Activation comparisons were between retrieval of autobiographical

Activation comparisons were between retrieval of autobiographical events and general semantic knowledge. There was no difference between age groups in prefrontal cortical activation during retrieval, but there were differences between groups in hippocampal activation. As in previous studies of autobiographical retrieval, there was significant activation of the left hippocampus in young participants. For the old participants, however, there was significant activation of both left and right hippocampi, suggesting that the older adults recruited additional circuits when recalling episodes from specific times and contexts. This AZD6244 result

may suggest a neural compensatory process for recall of detailed episodes, or different strategies used for recall in the older adults.

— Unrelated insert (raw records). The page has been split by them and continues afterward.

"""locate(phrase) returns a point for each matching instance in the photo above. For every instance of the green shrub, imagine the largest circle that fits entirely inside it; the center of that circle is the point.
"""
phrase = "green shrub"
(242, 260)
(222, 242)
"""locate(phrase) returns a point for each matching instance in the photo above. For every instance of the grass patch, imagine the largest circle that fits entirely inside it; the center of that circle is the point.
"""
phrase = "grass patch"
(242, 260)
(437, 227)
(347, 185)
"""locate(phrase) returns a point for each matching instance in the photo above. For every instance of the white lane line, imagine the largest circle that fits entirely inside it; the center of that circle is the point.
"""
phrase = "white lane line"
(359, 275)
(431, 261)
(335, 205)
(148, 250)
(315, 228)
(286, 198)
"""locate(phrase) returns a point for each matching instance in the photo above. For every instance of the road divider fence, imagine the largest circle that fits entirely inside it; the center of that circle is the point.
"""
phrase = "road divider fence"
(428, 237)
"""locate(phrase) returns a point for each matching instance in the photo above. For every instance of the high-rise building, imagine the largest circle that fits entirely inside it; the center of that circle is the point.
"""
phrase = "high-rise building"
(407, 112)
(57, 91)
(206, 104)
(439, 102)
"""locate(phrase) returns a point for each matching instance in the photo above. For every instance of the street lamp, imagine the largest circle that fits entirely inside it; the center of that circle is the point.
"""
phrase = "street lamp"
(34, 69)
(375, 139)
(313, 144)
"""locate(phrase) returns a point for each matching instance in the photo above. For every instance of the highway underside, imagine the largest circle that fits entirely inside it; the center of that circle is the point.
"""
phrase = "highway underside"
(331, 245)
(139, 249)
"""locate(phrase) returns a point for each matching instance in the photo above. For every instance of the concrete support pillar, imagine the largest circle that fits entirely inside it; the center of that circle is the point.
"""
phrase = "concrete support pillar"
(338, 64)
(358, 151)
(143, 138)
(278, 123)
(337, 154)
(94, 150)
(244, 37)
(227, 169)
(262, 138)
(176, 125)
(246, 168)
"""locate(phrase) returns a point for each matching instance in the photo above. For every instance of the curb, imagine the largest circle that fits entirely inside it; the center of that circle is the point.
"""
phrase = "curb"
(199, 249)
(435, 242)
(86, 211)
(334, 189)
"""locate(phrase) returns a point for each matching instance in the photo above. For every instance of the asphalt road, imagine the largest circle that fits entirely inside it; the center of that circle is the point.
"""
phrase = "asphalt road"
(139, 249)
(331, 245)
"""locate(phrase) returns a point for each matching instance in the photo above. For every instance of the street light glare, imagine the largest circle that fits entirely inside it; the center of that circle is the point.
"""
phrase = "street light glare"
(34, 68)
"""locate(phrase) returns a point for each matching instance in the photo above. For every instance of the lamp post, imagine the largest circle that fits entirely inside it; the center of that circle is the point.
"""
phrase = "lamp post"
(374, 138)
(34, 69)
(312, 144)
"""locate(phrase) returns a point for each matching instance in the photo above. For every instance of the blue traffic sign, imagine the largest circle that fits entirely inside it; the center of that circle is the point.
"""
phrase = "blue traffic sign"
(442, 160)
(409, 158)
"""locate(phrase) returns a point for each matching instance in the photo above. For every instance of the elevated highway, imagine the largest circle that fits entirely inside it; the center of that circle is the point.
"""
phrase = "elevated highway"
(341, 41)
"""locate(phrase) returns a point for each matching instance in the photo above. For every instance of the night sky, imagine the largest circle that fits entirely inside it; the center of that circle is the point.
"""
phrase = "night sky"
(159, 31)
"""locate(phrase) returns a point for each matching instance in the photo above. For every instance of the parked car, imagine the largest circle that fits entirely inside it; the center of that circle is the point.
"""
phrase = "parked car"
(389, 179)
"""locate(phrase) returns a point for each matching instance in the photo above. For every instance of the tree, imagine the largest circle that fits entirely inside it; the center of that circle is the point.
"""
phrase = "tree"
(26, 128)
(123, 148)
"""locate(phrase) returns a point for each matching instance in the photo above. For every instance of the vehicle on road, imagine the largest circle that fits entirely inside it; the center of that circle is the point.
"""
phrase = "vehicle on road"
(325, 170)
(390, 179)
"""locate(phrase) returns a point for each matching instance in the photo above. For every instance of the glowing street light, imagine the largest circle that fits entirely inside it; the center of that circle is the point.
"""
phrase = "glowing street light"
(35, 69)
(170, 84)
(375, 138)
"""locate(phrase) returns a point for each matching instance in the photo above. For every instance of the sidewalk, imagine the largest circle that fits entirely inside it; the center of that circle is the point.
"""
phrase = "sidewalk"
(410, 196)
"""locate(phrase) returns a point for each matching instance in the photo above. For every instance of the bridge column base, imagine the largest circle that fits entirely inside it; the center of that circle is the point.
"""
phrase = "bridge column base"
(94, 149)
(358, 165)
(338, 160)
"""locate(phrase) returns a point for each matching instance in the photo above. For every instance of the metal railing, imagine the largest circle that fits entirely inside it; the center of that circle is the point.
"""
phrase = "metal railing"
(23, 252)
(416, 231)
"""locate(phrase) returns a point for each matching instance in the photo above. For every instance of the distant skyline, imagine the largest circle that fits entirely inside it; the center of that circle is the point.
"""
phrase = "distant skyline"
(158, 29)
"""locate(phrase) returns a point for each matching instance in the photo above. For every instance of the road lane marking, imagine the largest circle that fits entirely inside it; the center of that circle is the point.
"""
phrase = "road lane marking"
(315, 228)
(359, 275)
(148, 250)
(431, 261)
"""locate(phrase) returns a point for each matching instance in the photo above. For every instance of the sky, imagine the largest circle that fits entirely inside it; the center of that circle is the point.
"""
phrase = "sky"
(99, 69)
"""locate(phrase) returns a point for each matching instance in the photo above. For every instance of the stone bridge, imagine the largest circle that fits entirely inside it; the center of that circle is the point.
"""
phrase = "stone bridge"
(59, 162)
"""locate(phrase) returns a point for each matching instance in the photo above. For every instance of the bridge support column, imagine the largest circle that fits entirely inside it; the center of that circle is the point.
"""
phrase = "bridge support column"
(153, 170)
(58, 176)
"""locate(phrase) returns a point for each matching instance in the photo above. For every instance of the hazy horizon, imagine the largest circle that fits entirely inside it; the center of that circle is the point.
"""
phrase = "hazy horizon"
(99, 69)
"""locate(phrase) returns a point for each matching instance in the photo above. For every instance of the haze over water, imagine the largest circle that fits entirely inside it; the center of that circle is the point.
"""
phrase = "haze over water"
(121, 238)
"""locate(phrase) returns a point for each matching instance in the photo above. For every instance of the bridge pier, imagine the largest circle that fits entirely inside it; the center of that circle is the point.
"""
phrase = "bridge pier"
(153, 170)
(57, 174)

Regardless, it is likely that this difference in regional activation is initiated because

of functional changes within the circuits responsible for these behaviors. One of the most replicated results in the cognitive aging literature is that cognitive processes that rely on frontal cortical areas are particularly vulnerable to the effects of aging. In particular, maintaining a representation through working memory is reliably affected (e.g., Alexander et al., 2012; Störmer et al., 2012). Older adults show a decline in performance on tasks that require updating items in working memory (e.g., Hartman et al., 2001), in accuracy during trials with larger memory loads (e.g., Cappell et al., 2010) and in responding after a delay (e.g., Lyons-Warren et al., 2004). Similarly, aged nonhuman primates learn more and rats also show deficits in tasks that require working memory (for review Bizon et al., 2012). That is, when a delay is incorporated into the design of the task, aged animals are particularly disadvantaged (e.g., Bartus et al., Loperamide 1978; Rapp & Amaral, 1989; Muir et al., 1999; Grottick & Higgins, 2002; Ramos et al., 2003; Smith et al., 2004; Bizon et al., 2009). Two widely used working-memory tasks implemented in monkey experiments include the delayed response task (DR), which relies on the dorsolateral prefrontal cortex (PFC; Goldman & Rosvold, 1970; Passingham, 1985; Funahashi

et al., 1993) and the delayed nonmatching-to-sample (DNMS) task, which relies on the ventromedial PFC (Arnsten & Goldman-Rakic, 1990; Fig. 2C). In the DR task, a monkey is required to remember a spatial location on a screen over a brief delay period, after which it must make a saccade towards that location in order to receive a juice reward. Aged monkeys are slower to acquire the task and are impaired when longer delays are imposed (e.g., Bartus et al., 1978; Rapp & Amaral, 1989; Bachevalier et al., 1991). In the DNMS task, a monkey is first exposed to one object that it displaces to receive a reward. After a delay period, the monkey is exposed to two objects and the task requires that the novel object is displaced for the ‘nonmatch’ requirement of the task.